METAPHILOSOPHIE DU REEL

 

 

 

METAPHILOSOPHIE DU REEL

Dès ses origines la pensée grecque est partagée entre une tendance « substantialiste » : recherche de l’Etre (to on)et des étants (ta onta)  - Parménide, Platon, Aristote - et une tendance « mobiliste » - Héraclite, Démocrite – qui expecte le mouvement universel, le tourbillon, et les phénomènes. Les uns cherchent le fixe, l’éternel, le substantiel au-delà du mouvement et du devenir (Platon parle du « devenir fou » et de l’impermanence décevante des phénomènes sensibles par opposition aux « formes « éternelles du ciel intelligible) ; les autres sauvent les phénomènes en remarquant que l’intelligible est une construction gratuite et sophistiquée, et que la seule connaissance que nous puissions atteindre réside précisément dans ce réel sensible du changement et de l’écoulement universel.
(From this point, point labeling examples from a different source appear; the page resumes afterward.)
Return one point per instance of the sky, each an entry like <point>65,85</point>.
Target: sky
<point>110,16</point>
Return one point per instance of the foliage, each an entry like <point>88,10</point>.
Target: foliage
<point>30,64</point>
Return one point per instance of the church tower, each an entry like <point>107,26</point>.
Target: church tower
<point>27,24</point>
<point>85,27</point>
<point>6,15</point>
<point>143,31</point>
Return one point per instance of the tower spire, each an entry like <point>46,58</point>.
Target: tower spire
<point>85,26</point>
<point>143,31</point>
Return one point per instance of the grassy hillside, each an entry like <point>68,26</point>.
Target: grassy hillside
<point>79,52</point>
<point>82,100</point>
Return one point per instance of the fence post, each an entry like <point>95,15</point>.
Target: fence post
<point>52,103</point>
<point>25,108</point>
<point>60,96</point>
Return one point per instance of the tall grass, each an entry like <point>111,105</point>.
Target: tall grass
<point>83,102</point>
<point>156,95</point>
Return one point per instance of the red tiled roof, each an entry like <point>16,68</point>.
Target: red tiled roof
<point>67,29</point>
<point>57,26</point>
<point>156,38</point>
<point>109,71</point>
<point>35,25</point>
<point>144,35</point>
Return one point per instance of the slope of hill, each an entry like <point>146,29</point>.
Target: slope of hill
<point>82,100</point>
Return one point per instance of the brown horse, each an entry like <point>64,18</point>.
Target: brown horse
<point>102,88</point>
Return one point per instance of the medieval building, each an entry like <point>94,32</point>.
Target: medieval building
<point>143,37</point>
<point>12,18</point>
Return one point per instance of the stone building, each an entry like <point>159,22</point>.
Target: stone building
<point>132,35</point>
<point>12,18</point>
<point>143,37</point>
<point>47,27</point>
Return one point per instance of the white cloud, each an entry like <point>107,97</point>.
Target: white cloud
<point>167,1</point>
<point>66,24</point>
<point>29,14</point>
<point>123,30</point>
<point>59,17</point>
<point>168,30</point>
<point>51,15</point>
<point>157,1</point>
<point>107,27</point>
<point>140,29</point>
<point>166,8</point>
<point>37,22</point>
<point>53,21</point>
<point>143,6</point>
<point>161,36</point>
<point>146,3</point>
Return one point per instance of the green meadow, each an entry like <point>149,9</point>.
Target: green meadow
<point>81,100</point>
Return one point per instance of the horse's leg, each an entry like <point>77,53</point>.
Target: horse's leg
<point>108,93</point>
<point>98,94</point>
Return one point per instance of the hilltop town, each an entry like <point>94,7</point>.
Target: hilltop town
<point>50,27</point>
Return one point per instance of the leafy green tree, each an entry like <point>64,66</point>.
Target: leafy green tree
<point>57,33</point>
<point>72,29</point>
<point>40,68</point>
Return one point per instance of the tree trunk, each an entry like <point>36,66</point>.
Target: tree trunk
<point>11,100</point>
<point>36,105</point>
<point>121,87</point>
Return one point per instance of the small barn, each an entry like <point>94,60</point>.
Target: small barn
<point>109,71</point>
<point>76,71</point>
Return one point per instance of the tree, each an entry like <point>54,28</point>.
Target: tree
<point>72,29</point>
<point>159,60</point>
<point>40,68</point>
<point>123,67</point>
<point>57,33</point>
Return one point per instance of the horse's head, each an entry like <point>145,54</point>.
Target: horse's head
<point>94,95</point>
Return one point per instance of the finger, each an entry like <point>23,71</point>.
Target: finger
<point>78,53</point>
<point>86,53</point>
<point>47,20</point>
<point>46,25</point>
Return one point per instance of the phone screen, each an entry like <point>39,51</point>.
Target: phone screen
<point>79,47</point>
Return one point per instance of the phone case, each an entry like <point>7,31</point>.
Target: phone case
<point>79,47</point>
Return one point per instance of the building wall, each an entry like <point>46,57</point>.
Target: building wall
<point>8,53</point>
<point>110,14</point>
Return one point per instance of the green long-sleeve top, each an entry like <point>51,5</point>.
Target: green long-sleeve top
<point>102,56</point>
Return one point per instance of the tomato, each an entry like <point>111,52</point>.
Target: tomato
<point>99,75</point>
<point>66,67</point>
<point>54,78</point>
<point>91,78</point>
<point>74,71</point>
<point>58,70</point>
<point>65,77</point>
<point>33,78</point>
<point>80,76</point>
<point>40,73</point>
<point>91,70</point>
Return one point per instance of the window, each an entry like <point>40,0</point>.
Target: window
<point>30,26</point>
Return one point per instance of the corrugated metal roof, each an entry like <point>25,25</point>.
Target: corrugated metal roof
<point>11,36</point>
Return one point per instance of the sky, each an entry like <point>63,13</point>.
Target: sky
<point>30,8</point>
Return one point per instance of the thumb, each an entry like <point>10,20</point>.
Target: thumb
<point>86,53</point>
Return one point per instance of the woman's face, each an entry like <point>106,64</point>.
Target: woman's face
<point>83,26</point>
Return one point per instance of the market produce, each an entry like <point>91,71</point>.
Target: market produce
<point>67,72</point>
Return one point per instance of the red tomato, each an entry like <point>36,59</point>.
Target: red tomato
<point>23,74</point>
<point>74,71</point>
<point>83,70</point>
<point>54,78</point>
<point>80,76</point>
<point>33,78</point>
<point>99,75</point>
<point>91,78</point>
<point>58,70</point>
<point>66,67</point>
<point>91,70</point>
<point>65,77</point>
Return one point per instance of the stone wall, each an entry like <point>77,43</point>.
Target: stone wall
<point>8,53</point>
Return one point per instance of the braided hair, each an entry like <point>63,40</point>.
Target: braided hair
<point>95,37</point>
Qu’est ce qui est « réellement »réel, qu’est ce qui est simple apparence et illusion ? – voilà la question qui sous-tend toute la philosophie occidentale.

C’est dans l’opposition de Pyrrhon à Aristote que cette lutte atteint son maximum d’intensité et de clarté. Aristote produit une théorie de l’Etre immobile, cause de tous les étants. L’univers est centré, sensé, finalisé. « La nature ne produit rien en vain ». Ce modèle traversera les siècles et apparaîtra longtemps comme l’évidence métaphysique même. Einstein encore pensera que « Dieu ne joue pas aux dés », formule, remarquons-le, qui prend le contrepied exact de celle d’Héraclite : « le dieu est un enfant qui joue aux dés : royauté d’un enfant ». Pyrrhon radicalise à l’extrême la suspension de l’Etre, et des étants dont la connaissance est impossible. « Tout coule » avait enseigné Héraclite. Chez Pyrrhon il n’y a plus d’Etre substantiel, et même plus d’étants, dans la mesure où ce terme suppose toujours une substantialité inhérente aux objets de la perception ou de la science. Rien ne permet de parler d’un « réel » des étants, s’il n’est nulle part de point fixe, de substance immobile, de réalité stable et connaissable. Aux « étants » de la métaphysique Pyrrhon opposera la mouvance indescriptible des phénomènes, des processus mobiles, interactifs et imprévisibles : les « pragmata » : événements, rencontres, écoulements, intensités indécidables, immaîtrisables, aléatoires : physique quantique avant l’heure, mais sans résultat scientifique, sans application technique, rien qu’une pure contemplation. « Rien n’est plus ceci que cela » : tout s’égalise dans une sorte de non-différence à l’échelle de l’univers. Les « objets »de la connaissance, ces données artificiellement détachées du monde et fossilisées dans leurs définitions, ces concepts dans lesquels l’esprit croyait saisir une essence des étants, éclatent, se pulvérisent sous le froid regard du pyrrhonien, ce « scrutateur » impitoyable du réel.  Ni Etre, ni Non-Etre. Rien que les apparences, qui ne cachent rien, ne renvoient à rien si ce n’est au tourbillon universel insaisissable dont ils composent l’insommable somme. Qu’est ce que le réel ? Ni dieu, ni Providence, ni Logos, ni Substance ni Etre ou non-Etre : le réel, à jamais inconnaissable, in-différent, égal à lui-même, mais dont l’évidence sensible, jubilatoire ou accablante, nous ramène constamment l’épreuve et la preuve.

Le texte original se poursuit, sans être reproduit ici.